In building our Mastodon instance, we basically followed The Funky Penguin's Geek Cookbook, but with a few important changes. Some of these related to the specifics of deploying in GCP, and some related to our implementation choices for this instance.

Helm Chart Repository¶

The first thing to do is to decide which Helm chart to use. We used the "official" one from the Mastodon repo. As the Cookbook points out, this isn't a Helm repository, but a regular GitHub repository with the Helm chart in it. There is also a Bitnami Helm chart, which did not exist at the time we started (it was created on December 15, 2022), and which we have not tried.
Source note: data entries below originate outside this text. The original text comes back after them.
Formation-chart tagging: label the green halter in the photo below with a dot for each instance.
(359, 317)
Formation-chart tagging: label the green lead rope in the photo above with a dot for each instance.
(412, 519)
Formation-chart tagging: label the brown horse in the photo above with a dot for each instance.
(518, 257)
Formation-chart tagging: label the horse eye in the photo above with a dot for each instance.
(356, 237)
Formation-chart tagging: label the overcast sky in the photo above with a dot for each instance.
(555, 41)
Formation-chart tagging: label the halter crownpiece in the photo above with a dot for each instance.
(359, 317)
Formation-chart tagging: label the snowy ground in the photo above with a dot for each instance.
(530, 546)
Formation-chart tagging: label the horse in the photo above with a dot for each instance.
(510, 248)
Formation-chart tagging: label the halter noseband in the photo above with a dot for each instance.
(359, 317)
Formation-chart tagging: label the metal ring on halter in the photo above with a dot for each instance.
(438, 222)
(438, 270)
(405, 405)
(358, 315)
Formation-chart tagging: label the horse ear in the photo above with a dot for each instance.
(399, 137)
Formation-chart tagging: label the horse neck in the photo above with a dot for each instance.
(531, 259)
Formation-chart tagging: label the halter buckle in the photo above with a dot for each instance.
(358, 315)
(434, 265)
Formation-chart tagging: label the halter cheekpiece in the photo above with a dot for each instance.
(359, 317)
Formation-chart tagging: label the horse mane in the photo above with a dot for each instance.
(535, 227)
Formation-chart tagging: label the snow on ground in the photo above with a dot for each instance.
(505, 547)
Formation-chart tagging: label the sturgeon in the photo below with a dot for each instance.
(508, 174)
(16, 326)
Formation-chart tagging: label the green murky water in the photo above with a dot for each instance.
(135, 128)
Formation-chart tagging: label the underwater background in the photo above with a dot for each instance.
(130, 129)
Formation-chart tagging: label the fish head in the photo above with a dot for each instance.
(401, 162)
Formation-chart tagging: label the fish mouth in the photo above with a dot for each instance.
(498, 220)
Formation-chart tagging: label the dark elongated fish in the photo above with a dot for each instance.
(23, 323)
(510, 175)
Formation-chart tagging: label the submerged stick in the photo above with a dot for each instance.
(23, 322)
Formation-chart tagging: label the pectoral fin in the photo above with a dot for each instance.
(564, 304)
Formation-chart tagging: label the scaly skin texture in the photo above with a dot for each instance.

Having decided which chart to use, you need to create the appropriate repository entry in your Flux repo, so Flux knows where to pull the chart from. Here is the GitRepository entry we use for the Mastodon repo chart (there is an example of a Bitnami Helm repo file in the Cookbook):

apiVersion: source.toolkit.fluxcd.io/v1beta2
kind: GitRepository
metadata:
  name: mastodon
  namespace: flux-system
spec:
  interval: 1h0s
  ref:
    branch: main
  url: https://github.com/mastodon/chart

Platform Namespace¶

Next, we will need to create a Kubernetes namespace for all the resources in our Mastodon instance. Namespaces create a logical boundary within your cluster, grouping related resources together:

apiVersion: v1
kind: Namespace
metadata:
  name: mastodon

Flux Kustomization¶

Now, we need to provide the instructions to Flux to connect to our repository (that reference was created when we bootstrapped Flux), apply our custom deployment configuration, install it into the namespace, and run some health checks to make sure it worked. This uses a Kubernetes object called a Kustomization:

apiVersion: kustomize.toolkit.fluxcd.io/v1beta1
kind: Kustomization
metadata:
  name: mastodon
  namespace: flux-system
spec:
  interval: 15m
  path: ./mastodon
  prune: true # remove any elements later removed from the above path
  timeout: 2m # if not set, this defaults to interval duration, which is 1h
  sourceRef:
    kind: GitRepository
    name: flux-system
  validation: server
  healthChecks:
    - apiVersion: apps/v1
      kind: Deployment
      name: mastodon-web
      namespace: mastodon
    - apiVersion: apps/v1
      kind: Deployment
      name: mastodon-streaming
      namespace: mastodon
#    - apiVersion: apps/v1
#      kind: Deployment
#      name: mastodon-sidekiq
#      namespace: mastodon

The spec.path: entry refers to a ./mastodon directory at the root of our repository. This tells Flux to look in there for the configuration information for the build (we'll create that in just a moment).

Custom Configuration¶

This is where the magic really happens. We have told Flux to look in the ./mastodon directory in our GitHub respository that we bootstrapped Flux with earlier. Now, we populate that directory with the special sauce that makes the whole build work.

ConfigMap¶

A Kubernetes ConfigMap is a set of name-value pairs that acts as a sort of configuration file for the services in your running pods. Because local storage in Kubernetes pods is ephemeral (it gets detroyed and re-created when the pod redeploys), we need a permanent way to store configuration information outside the pod's local file system.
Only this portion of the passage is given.